Abschließend soll noch erwähnt werden, daß diese vorstehend beschriebene Art der Messung von Flächendeckungsgraden von Rasterungen sowohl in der Hauptsetzrichtung "X", als auch in Y-Richtung möglich ist, d.h., daß die Meßspur 26 eines Probefilms 21, 22 entweder einem waagerechten Teil einer gerasterten Fläche einer Probelichtung entspricht oder einem senkrechten Teil.


Anspruch[de]
  1. 1. Verfahren zum Abgleichen einer Kathodenstrahlröhre oder Laserlichtquelle in einer Fotosetzmaschine, wobei die tatsächlichen Werte des Aufzeichnungsstrahles bezüglich seiner Intensität überwacht, gemessen und korrigiert werden, dadurch gekennzeichnet, daß ein belichteter Testfilm (21, 22) mit verschiedenen Rastern unterschiedlicher Flächendeckungsgrade (27, 27a) und mindestens einer Volltonfläche, von dem zu prüfenden Kathodenstrahl- oder Laserbelichter belichtet wird, dieser Film in einzelne Teststreifen (21, 22) zerschnitten und nacheinander einer in diesem Belichter angeordneten densitometrischen Meß- und Auswerte-Einrichtung (30) zugeführt und der so ermittelte Dichteverlauf für jeden Flächendeckungsgrad als Istwert einem Rechner (10) zugeführt und mit dort vorgegebenen Sollwerten verglichen und bei Differenz der Helligkeitssteuerung (48) ein Korrekturwert zugeführt wird.
  2. 2. Fotosetzmaschine mit einer Kathodenstrahlröhre oder einer Laserlichtquelle und einem optischen Abbildungssystem, wobei zwischen Lichtquelle und Aufzeichnungsmaterial eine translatorische Bewegung stattfindet, dadurch gekennzeichnet, daß in der Fotosetzmaschine eine densitometrische Meß- und Auswerte-Einrichtung (30) zur Auswertung von auf dieser Fotosetzmaschine belichteten Probefilmstreifen (21, 22) angeordnet ist, wobei der mittels Sensoren (42, 43) ermittelte Dichteverlauf der Meßspur (26) in Ortsbeziehung zu den mittels der Taktspur (25) und den Sensoren (38, 39) parallel erzeugten Wegesignalen gebracht, über eine Steuer- und Meßeinrichtung (40) dem Rechner (10) zugeführt wird, wobei die Lichtquelle (1) über die Helligkeitssteuerung (48) mit dem Rechner (10) verbunden ist und von diesem mit Korrekturwerten beaufschlagt werden kann.
  3. 3. Vorrichtung zur Kontrolle des Dichteverlaufs von Rasterungen unterschiedlicher Flächendeckungsgrade in einer Fotosetzmaschine nach Anspruch 2, dadurch gekennzeichnet, daß ein Testfilm (21, 22) mit einer Volltonspur (23), einer Taktspur (25) und einer Meßspur (26) versehen ist, wobei die Meßspur (26) in einem bestimmten prozentualen Flächendeckungsgrad (27, 27a) gerastert oder eine Volltonfläche ist.
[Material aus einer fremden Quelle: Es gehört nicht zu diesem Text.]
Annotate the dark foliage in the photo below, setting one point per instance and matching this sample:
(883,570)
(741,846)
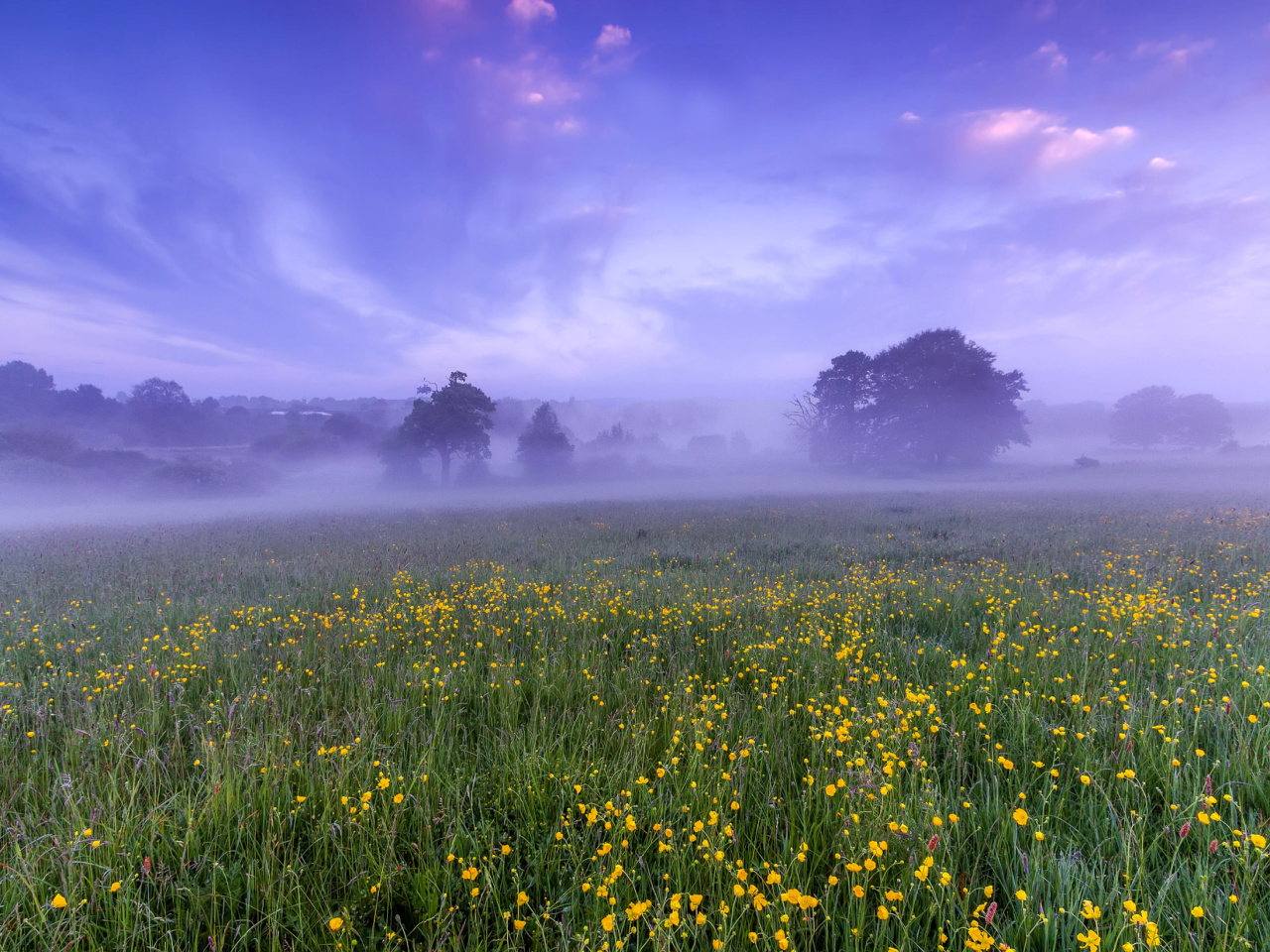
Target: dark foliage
(453,420)
(544,448)
(934,400)
(24,391)
(1155,416)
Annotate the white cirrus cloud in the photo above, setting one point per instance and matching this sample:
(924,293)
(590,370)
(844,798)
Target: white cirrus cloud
(530,10)
(612,37)
(1175,54)
(1043,135)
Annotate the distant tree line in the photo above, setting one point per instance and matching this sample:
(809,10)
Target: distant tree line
(453,421)
(1157,414)
(931,402)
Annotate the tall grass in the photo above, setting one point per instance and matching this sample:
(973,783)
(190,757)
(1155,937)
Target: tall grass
(902,724)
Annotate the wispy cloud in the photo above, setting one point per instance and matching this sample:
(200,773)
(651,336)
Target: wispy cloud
(1053,58)
(530,10)
(612,39)
(1043,139)
(1175,54)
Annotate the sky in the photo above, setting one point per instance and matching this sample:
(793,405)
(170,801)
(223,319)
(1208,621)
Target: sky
(633,198)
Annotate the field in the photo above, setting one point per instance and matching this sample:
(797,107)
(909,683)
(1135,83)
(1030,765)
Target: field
(905,724)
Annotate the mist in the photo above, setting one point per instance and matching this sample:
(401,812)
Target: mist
(71,457)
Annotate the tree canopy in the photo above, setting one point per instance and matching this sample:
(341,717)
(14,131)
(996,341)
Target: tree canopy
(544,448)
(933,400)
(451,420)
(1157,414)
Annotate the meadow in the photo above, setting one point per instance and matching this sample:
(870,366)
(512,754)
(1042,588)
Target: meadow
(880,722)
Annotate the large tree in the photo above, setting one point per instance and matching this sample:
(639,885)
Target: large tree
(164,412)
(451,420)
(841,398)
(544,448)
(933,400)
(1143,417)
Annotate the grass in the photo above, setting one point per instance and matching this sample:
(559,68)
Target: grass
(875,724)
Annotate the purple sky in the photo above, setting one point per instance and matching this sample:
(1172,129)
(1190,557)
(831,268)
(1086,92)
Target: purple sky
(633,198)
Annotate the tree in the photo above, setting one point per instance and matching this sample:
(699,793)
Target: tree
(26,390)
(452,420)
(933,400)
(86,403)
(163,411)
(938,400)
(1143,417)
(841,394)
(544,448)
(1201,421)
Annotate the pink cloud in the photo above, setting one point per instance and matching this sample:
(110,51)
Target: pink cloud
(1052,56)
(612,39)
(1040,136)
(530,10)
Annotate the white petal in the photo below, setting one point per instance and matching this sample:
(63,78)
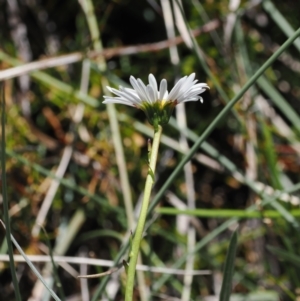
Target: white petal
(163,89)
(137,88)
(118,100)
(153,84)
(151,94)
(175,92)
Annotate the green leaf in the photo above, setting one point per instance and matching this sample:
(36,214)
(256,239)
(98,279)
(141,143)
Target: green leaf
(228,269)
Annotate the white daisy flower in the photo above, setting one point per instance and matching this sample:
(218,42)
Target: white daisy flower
(158,104)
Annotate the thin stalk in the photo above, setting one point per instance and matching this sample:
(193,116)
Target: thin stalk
(143,214)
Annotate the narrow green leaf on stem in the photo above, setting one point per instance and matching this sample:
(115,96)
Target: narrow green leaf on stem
(229,269)
(220,117)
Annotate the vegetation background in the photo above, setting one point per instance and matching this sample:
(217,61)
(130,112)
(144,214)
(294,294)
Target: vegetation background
(77,167)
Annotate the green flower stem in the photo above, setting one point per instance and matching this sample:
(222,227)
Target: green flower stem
(142,217)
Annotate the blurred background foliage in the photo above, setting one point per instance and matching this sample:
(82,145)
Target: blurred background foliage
(260,138)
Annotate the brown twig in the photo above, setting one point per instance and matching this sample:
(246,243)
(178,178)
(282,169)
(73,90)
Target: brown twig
(107,53)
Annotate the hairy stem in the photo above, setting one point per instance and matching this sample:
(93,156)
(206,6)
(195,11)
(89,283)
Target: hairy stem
(142,217)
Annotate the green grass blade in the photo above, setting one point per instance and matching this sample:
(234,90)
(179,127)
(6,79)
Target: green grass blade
(225,213)
(5,199)
(279,101)
(221,115)
(229,269)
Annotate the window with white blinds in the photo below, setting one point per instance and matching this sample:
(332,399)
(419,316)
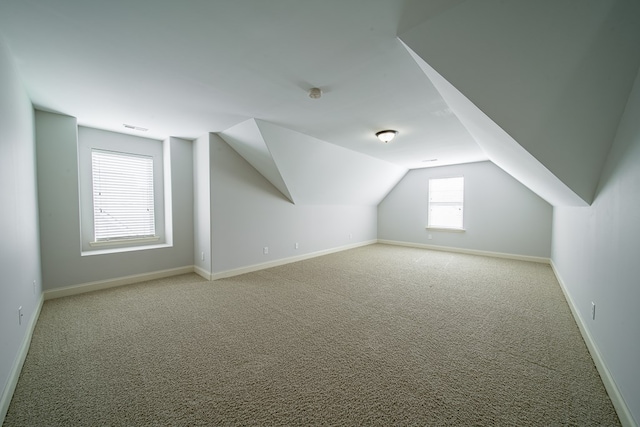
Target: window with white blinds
(123,198)
(446,200)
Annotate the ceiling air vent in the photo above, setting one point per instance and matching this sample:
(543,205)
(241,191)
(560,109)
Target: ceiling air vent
(135,127)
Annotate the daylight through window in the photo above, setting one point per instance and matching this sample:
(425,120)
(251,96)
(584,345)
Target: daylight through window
(446,199)
(123,201)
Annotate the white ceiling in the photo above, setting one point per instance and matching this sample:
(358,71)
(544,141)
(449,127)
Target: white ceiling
(187,68)
(540,84)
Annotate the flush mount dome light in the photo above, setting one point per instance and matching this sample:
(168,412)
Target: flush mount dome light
(315,93)
(386,135)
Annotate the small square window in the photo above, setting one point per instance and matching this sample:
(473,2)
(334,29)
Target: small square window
(446,203)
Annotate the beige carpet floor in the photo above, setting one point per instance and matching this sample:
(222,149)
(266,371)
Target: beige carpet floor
(378,335)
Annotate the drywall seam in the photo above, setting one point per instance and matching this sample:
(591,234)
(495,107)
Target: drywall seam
(541,260)
(626,418)
(112,283)
(283,261)
(14,375)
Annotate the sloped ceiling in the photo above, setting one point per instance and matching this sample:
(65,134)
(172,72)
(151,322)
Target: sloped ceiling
(248,141)
(554,75)
(310,171)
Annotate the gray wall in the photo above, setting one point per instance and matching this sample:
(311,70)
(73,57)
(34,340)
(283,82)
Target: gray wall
(62,263)
(249,213)
(596,252)
(500,214)
(19,246)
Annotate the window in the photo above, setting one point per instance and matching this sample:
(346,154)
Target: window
(123,203)
(446,200)
(125,195)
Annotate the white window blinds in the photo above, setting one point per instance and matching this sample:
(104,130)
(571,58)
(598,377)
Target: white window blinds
(123,205)
(446,199)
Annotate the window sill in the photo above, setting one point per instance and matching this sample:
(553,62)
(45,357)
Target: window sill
(124,242)
(113,250)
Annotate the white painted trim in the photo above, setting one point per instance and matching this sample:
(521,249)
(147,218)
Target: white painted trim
(626,418)
(14,374)
(283,261)
(112,283)
(467,251)
(202,272)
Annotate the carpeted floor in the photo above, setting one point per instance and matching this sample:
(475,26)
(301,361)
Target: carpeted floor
(378,335)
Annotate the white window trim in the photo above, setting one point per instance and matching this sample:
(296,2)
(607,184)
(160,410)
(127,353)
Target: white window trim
(89,139)
(460,229)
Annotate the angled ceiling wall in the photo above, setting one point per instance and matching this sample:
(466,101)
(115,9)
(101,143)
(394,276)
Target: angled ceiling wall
(309,171)
(553,75)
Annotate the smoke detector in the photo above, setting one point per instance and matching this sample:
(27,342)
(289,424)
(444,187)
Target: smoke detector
(315,93)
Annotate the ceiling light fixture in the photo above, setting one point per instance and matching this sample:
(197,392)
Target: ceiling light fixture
(386,135)
(315,93)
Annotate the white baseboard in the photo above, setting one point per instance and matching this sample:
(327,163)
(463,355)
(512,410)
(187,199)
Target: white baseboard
(279,262)
(14,374)
(626,418)
(467,251)
(112,283)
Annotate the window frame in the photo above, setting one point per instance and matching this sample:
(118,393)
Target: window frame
(442,227)
(90,139)
(103,160)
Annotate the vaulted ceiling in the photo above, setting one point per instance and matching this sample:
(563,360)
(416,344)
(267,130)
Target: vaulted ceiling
(537,87)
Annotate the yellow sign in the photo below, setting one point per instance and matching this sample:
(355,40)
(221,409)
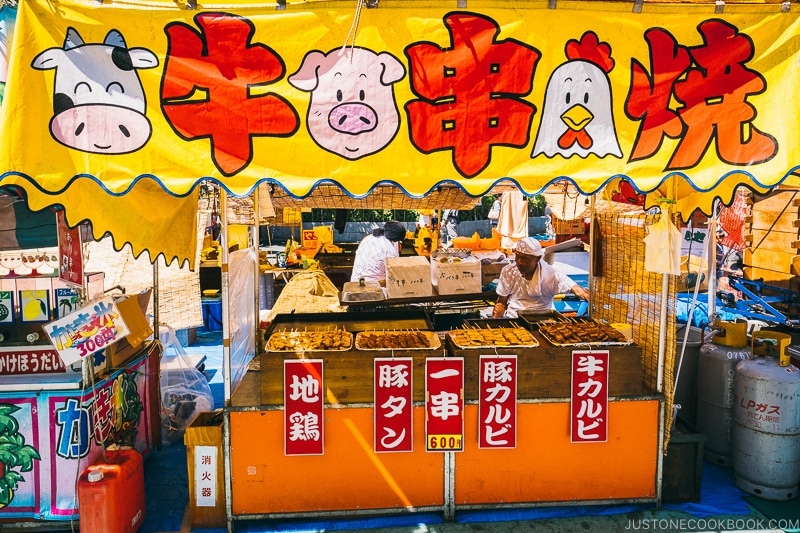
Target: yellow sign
(412,93)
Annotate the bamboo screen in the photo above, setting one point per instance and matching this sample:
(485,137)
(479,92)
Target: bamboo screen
(624,292)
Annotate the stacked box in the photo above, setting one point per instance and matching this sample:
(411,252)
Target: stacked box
(408,277)
(456,276)
(491,271)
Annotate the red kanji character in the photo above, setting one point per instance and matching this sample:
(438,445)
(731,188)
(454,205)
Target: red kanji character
(649,97)
(103,414)
(460,107)
(715,98)
(221,61)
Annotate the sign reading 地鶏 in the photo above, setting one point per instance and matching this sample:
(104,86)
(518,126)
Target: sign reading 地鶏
(303,407)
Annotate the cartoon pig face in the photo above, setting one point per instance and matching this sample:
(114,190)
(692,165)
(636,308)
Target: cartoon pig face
(352,111)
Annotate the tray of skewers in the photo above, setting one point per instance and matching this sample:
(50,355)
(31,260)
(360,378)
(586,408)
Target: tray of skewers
(534,319)
(318,340)
(397,340)
(582,332)
(472,337)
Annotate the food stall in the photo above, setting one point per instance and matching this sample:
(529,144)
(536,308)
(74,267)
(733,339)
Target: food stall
(466,98)
(58,418)
(541,467)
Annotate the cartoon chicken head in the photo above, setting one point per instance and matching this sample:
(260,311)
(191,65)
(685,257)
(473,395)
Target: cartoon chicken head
(577,117)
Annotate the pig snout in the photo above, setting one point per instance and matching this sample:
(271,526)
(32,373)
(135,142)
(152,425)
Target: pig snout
(353,118)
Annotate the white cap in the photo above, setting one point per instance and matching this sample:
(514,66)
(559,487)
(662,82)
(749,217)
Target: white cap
(529,246)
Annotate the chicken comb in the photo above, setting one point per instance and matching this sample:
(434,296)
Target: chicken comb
(590,49)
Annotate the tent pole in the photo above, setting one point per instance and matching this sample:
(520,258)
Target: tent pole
(592,252)
(255,233)
(226,344)
(156,318)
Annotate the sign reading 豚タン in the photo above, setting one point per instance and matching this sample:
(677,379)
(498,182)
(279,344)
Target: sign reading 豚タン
(303,407)
(87,330)
(393,394)
(589,396)
(497,401)
(444,404)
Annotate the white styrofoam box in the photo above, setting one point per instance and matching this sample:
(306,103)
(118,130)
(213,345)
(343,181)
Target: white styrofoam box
(457,277)
(408,277)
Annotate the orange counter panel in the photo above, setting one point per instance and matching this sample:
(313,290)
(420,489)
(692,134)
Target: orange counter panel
(348,476)
(546,467)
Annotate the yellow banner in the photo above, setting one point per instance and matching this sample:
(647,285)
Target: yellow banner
(409,93)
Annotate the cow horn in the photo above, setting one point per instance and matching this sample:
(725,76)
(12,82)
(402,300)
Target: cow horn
(114,38)
(73,39)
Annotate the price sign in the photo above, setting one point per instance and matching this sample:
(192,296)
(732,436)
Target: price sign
(87,330)
(444,404)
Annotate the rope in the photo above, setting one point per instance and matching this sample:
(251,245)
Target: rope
(353,28)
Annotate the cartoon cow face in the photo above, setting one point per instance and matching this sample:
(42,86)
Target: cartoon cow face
(98,100)
(352,112)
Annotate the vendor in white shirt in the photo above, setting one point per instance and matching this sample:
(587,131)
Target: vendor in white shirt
(529,284)
(370,261)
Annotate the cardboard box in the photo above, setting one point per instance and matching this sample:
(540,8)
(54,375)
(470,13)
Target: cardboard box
(133,310)
(491,271)
(456,277)
(408,277)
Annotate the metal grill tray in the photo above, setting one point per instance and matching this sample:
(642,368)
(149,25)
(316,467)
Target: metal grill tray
(300,335)
(533,319)
(494,323)
(532,344)
(577,323)
(433,341)
(353,321)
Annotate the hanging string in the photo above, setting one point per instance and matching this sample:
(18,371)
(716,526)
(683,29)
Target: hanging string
(353,29)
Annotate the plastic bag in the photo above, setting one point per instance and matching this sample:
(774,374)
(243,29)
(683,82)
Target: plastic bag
(185,392)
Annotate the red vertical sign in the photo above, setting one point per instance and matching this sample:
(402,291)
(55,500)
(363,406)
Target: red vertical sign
(497,401)
(70,252)
(444,404)
(393,391)
(589,397)
(303,390)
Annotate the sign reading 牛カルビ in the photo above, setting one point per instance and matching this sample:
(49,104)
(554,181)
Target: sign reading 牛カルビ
(589,396)
(424,93)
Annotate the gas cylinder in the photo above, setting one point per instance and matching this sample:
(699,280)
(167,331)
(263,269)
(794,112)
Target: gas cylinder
(716,366)
(766,420)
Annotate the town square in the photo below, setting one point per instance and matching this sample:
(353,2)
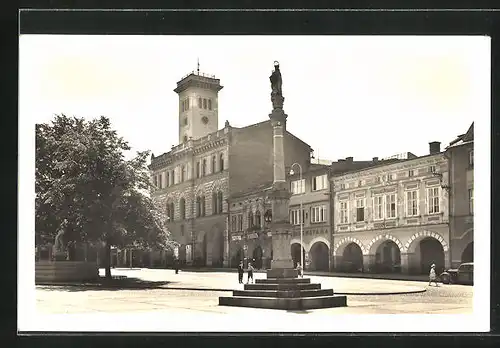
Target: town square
(227,217)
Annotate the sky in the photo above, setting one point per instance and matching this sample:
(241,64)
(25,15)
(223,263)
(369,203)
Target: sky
(359,96)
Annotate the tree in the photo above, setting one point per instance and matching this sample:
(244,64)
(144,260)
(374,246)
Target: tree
(82,178)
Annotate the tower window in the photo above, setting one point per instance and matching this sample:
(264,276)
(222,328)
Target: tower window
(204,168)
(183,173)
(221,162)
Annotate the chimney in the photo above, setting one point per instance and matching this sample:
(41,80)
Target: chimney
(434,147)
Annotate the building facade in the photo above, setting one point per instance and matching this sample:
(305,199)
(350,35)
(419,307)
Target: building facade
(312,191)
(249,227)
(393,217)
(195,180)
(460,154)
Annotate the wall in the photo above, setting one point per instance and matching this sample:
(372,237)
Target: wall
(461,221)
(251,155)
(405,231)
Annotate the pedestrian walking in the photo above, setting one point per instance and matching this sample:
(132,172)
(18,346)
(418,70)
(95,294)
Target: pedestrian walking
(250,273)
(300,270)
(176,266)
(432,275)
(240,273)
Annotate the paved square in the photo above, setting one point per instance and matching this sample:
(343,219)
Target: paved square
(197,293)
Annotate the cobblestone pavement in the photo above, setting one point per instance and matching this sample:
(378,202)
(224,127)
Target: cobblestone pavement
(180,297)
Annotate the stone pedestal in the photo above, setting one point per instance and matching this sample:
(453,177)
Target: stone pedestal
(284,293)
(405,263)
(51,272)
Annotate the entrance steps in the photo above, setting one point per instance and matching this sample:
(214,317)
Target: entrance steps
(284,293)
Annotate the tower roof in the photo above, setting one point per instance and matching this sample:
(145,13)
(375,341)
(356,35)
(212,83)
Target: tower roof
(200,80)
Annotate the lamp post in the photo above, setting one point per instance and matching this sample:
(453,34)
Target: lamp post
(300,216)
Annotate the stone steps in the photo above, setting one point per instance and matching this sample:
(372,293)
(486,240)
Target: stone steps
(283,281)
(283,293)
(301,303)
(282,286)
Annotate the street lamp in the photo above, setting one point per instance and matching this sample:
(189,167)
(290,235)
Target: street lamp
(301,216)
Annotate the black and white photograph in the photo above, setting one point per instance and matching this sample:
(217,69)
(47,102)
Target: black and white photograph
(254,183)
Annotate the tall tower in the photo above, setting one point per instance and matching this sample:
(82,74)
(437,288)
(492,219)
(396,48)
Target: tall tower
(198,105)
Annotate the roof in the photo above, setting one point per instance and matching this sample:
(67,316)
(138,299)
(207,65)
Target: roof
(253,190)
(381,164)
(463,139)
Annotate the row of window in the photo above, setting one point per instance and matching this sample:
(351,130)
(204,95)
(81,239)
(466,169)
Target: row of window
(179,174)
(202,166)
(203,103)
(317,183)
(217,206)
(385,206)
(252,221)
(387,178)
(317,213)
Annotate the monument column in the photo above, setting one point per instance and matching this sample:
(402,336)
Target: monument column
(282,264)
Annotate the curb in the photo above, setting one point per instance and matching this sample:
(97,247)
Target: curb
(220,289)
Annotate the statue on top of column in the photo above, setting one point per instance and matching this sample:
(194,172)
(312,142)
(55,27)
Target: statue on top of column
(276,81)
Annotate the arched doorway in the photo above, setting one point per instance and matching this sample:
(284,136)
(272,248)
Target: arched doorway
(257,257)
(202,259)
(352,259)
(217,249)
(388,258)
(295,251)
(431,252)
(237,258)
(319,255)
(468,253)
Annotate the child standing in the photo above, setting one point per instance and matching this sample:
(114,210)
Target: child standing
(240,273)
(250,273)
(432,275)
(299,269)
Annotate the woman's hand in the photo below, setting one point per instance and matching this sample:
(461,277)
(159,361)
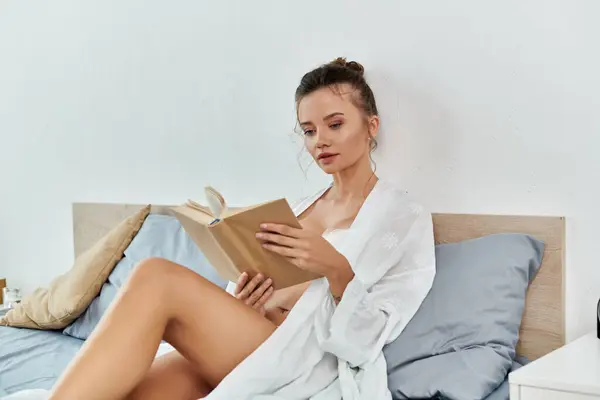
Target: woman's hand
(304,248)
(254,292)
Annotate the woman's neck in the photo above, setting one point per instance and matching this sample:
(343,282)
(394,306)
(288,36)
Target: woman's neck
(353,183)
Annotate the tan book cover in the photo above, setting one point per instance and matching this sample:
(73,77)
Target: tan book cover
(226,236)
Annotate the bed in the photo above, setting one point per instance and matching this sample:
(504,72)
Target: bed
(34,359)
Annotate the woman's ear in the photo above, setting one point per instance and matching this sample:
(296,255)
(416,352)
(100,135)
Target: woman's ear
(373,125)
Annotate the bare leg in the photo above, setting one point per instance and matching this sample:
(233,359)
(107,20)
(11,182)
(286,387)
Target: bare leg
(171,377)
(162,300)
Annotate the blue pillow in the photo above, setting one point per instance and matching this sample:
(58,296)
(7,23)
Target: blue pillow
(461,342)
(160,236)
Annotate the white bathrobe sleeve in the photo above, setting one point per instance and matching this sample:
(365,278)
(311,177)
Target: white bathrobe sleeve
(393,257)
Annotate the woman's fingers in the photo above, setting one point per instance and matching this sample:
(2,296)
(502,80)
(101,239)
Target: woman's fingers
(258,293)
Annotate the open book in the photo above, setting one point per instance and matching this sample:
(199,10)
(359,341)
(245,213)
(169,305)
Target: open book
(226,237)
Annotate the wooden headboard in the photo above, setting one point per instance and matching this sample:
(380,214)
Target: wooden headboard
(543,325)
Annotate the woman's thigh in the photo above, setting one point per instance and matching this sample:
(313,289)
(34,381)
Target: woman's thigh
(171,377)
(212,329)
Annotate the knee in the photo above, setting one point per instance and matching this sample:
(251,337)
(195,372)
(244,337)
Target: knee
(151,273)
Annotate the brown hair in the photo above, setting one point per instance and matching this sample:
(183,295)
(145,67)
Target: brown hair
(335,73)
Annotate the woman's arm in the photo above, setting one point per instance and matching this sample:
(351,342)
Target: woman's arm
(258,293)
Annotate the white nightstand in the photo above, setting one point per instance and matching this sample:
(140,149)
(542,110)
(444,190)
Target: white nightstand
(569,373)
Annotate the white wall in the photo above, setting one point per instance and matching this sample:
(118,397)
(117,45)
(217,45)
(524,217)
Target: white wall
(488,107)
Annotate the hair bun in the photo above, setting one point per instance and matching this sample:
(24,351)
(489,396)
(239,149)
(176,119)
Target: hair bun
(353,65)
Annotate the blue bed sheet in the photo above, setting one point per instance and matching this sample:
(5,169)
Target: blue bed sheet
(33,359)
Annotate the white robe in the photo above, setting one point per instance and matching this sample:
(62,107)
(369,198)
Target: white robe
(324,351)
(328,352)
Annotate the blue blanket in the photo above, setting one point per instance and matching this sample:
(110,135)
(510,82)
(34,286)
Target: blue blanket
(31,359)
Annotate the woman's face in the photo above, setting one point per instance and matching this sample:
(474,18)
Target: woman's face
(336,132)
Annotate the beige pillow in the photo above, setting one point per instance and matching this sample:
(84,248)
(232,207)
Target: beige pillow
(69,295)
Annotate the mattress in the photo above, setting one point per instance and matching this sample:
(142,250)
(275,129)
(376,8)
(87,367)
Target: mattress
(32,359)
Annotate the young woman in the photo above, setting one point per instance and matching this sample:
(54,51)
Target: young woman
(322,340)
  4. 4. Vorrichtung nach den vorherigen Ansprüchen, dadurch gekennzeichnet, daß in Einschubeinrichtung des Testfilmstreifens (21) vor der Transportwalze (36) und der Andruckwalze (37) eine Gabellichtschranke (32, 33) angeordnet ist, die bei Unterbrechung durch die Volltonfläche (23) des Testfilms (21) ein Signal an die Treiberschaltung (34) abgibt und von dieser der Motor (35) der Transportwalze (36) mit entsprechenden Wegesignalen beaufschlagbar ist.